The report card, which the state sections of the American Society of Civil Engineers issues every four years, graded 16 categories of infrastructure, assigning an overall grade of C-minus. That was a minor improvement from the 2010 report, which gave the state a D-plus.
“Infrastructure is at the foundation of our economy,” said Ralph Gilbert, past president of the society’s Pittsburgh section. “In order for Pennsylvania to create a better future for itself, it must have better infrastructure. Modernizing Pennsylvania’s infrastructure will drive the economy, keep our families safe and save us some money.
The cost only increases as we delay action.”
Mr. Cessna said the state will spend another $700 million and do 250 more highway and bridge projects this year thanks to Act 89, the funding measure that the Legislature and Gov. Tom Corbett approved last year. It expects to improve 10,000 miles of roads and 7,000 bridges in coming years. “That should have a huge impact on the grades,” he said.
Although PennDOT has reduced the number of bridges rated structurally deficient from a high of 5,900 to 4,147 in recent years, it still leads the nation in deficient bridges. “Our work ahead of us is huge,” Mr. Cessna said.
Bill Flanagan, senior vice president at the Allegheny Conference on Community Development, said, “We’ve heard again and again from our member organizations about difficulties in moving goods and getting people to work ... This issue has been front and center among our members for a number of years.”
About 44 percent of the state’s roads were in fair or poor condition as of 2012, the report said, citing PennDOT data. Traffic congestion costs a typical driver 182 hours of wasted time and 86 gallons of wasted fuel, with the overall cost to drivers estimated at $3.7 billion annually.
While giving the state’s public transit a D, the report noted that Act 89 “provides much needed funding stability for transit systems across the state to operate, improve service and replace aging equipment with more efficient models.”
Grading the state’s wastewater systems at D-minus, the engineers said Pennsylvania has the largest number of overflows from combined storm and sanitary sewers in the nation.
Funding for improvements is less than 25 percent of what is needed, they said.
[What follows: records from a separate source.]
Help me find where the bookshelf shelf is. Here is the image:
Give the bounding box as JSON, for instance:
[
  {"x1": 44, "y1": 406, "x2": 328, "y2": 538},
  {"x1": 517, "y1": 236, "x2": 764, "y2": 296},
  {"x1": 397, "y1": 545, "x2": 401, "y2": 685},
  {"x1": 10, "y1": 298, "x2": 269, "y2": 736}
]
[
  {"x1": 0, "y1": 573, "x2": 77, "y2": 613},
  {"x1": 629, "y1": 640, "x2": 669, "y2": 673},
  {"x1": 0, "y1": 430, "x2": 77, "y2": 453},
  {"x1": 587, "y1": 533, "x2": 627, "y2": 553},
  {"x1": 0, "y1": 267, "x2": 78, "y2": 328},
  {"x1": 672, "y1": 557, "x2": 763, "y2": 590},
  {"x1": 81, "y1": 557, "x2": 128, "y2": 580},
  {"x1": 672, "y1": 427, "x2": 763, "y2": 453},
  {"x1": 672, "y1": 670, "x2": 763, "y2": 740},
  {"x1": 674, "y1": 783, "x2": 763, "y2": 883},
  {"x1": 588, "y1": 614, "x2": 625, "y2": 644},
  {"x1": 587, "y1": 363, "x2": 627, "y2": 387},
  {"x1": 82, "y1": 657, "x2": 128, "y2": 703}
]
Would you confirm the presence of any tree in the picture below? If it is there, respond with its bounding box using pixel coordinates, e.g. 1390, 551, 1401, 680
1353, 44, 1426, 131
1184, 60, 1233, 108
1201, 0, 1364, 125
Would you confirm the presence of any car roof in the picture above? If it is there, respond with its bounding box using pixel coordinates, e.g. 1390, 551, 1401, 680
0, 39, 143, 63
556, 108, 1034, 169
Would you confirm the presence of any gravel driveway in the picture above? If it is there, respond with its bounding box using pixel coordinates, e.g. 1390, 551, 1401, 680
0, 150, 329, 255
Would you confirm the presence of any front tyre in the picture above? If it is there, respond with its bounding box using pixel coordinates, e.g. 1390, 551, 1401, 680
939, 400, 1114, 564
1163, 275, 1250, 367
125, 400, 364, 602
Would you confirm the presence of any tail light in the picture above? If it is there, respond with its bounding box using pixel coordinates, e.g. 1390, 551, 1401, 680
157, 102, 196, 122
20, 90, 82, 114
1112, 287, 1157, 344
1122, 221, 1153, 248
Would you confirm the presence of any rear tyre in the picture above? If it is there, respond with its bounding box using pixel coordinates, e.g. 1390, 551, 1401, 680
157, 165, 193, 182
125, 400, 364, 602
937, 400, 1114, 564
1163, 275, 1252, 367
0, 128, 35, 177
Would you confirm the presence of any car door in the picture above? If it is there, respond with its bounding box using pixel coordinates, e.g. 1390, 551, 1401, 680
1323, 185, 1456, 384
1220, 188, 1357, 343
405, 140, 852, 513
Other grades: dams, C-minus; drinking water, D; energy, C; freight rail, B; levees, C-minus; schools, C-minus; inland waterways, D-plus; hazardous waste, B-minus; parks, B-minus; ports, C-plus; solid waste, C-plus; and stormwater, D-plus.
More than 60 engineers helped to compile the report, said Greg Scott, chairman of the Pittsburgh section’s report card committee.
It can be viewed at www.pareportcard.org.
Mr. Cessna said it is important that Congress continue to fund transportation at or above current levels.
The federal law authorizing transportation projects expires at the end of September, and lawmakers have been unable to agree on whether to pass a short-term extension or long-term replacement, and they remain at odds over funding levels.
“Without a robust federal transportation bill, the positive impacts of Act 89 and other state resources will not be able to be realized,” he said.
On Wednesday in Washington, a key player in transportation legislation said the nation was “on the verge of a transportation government shutdown.”
“We are facing a mayday situation, and I am here to send an SOS call to Congress and the American people,” said Sen. Barbara Boxer, D-Calif., chairwoman of the Environment and Public Works Committee.
Federal payments to states could be slowed as soon as next month because the Highway Trust Fund is nearly out of money, she said.